I have reviewed 100s of papers across dozens of venues (conferences, workshops, journals)—pertaining to various fields (from cybersecurity to information systems) and of various “fame” (from top-tier ones, to less known ones). At the same time, I have also (co-)authored many peer-reviewed papers. Suffice it to say, I did get my fair share of experience with the peer-review system.

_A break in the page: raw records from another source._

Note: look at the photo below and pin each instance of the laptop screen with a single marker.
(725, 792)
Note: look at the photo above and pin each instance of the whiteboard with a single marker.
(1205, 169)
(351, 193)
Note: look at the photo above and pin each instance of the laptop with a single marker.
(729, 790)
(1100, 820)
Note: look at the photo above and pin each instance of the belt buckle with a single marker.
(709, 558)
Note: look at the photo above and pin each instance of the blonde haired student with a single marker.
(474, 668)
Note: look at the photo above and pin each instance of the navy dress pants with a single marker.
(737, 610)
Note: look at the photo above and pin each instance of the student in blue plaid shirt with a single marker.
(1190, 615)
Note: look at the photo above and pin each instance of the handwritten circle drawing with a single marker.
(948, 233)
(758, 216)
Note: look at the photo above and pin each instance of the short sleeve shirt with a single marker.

In this post, I would like to talk about my recent experience as an area chair (AC) of NeurIPS. The reasons are many, but above all I want to discuss how being an AC enabled me to “put in practice” some ideas that I had in mind w.r.t. the “issues” of the peer-reviewing system—at least according to my own vision. Importantly, the following are my thoughts and as of September 2024. It is likely that other researchers see things differently, and it is also likely that I will change my mind in the future.[a]I firmly believe the goal of reviewing should be twofold. On the one hand, it should help the chairs/editors make a sound decision on what to do with the paper. On the other hand, it should help the authors in improving their research. In theory, a good reviewer should accomplish both of these goals. Importantly: the subject, here, is the reviewer and not the review (a “review” is just one of the “deliverables” of a reviewer). This already outlines a crucial aspect: the reviewer must relate to two different entities: the authors, and the chairs/editors. Hence, as an AC, I expected reviewers to “help me”, while also helping the authors in the process.

Context

As an AC of NeurIPS2024, I had to oversee 13 papers. I will not go over the process of selecting reviewers, which is not relevant here. I will merely discuss what I saw—and how I acted—in fulfilling my duties as an AC. Importantly, by the time the reviews were released (July 30th, 2024), all papers had at least 4 reviews (this took a lot of effort from my end, but this is not something I’ll discuss here); no reviews were added after the release.

Of the 13 papers, four have been accepted; two have been withdrawn after the reviews were released (and will not be covered in this post); the remaining seven have been rejected.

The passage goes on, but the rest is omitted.